Tuesday, June 23, 2009

The Theatre Site

Gregoire Poccardi marvels at how the Princeton team could have totally overlooked the theatre site in Antioch. He notes that it is even stranger because Forster in his flying visit in the 1890s identified the site. The Princeton team were supposedly looking for it, but maybe they were not looking too hard. As we noted elsewhere Antioch probably had several theatres. These would have been in all sorts of sizes and with different usages.
However, the city probably did have one main theatre for there are various references to it.  Its location was identified by Poccardi, as per the map below. 

The theatre is at letter T. This is now the block bounded by 4 sk, 5 sk, Bagyolu sk and Cetin Emec Cd on the Google map here.

This is in modern day Antakya is the site of a "park". We use the term loosely because we havent seen such a rugged urban park before. The main consolation is that this hasn't been built over and the town has clearly kept it for "future consideration". Our colleague, Jorgen Christensen-Ernst, ventured forth and took the following pictures recently.

Here is a view of the park from its lower western corner. The site is large enough to have encompassed a substantial theatre, with the implication that any excavation taking in the park and the surrounding streets (which are wider than need be) could reveal the complete structure. 

This is a view of the park from above.

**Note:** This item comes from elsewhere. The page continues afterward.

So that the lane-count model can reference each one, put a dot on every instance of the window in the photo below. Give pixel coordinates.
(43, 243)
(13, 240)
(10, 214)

One should imagine that one is standing upon the upper tiers of the cavea of the theatre here and that 1500 years of detritus moving downhill has largely filled in the slope of the structure. If the depth of the fill is anything like that in the old town (11 metres) then the lower levels of the theatre (the scenae and orchestra) could be in recognizable and quantifiable condition if the overburden is removed. This would involve losing the park and its stony wastes and dry pond.

This is a view from below showing the steepness above the theatre site (on the right of the street). If one can believe the story of the Persians surprising the locals at play in the theatre then it would have been from these upper slopes that they rained down their arrows on the crowd. 

Poccardi says the theatre would have had a diameter of 120m, thus it almost certianly would have seated more than 10,000 people.

Monday, June 22, 2009

The Honorific Columns

Ancient cities were a sea of columns but not all columns were created equal. The kings of the columnar world were the honorific columns for emperors and gods. Antioch had several famous examples of this form. 

Russell Sturgis in "A dictionary of architecture and building biographical historical, and descriptive" published in 1901 ranks three of Antioch's columns as worthy of mention. The first was one of Theban granite surmounted by a statue of Tiberius, in the centre of the Forum of Antioch, in gratitude for the magnificent public structures of this emperor (especially the double columnar street colonnades). Lassus speculates that the round plaza on the Colonnaded Street that he excavated under the Al Nejjar Mosque was the site of this statue rather in the Forum.
Sturgis also mentions another one of porphyry at Antioch, erected under Caligula as a talisman against earthquakes. It may be this that is referred to in the Vatican's Arab text in its regaling of the various superstitions of the city. 
The final column of note was one of immense size with a statue of Valentinian erected to him by his brother Valens. This almost certainly was at the Forum of Valens.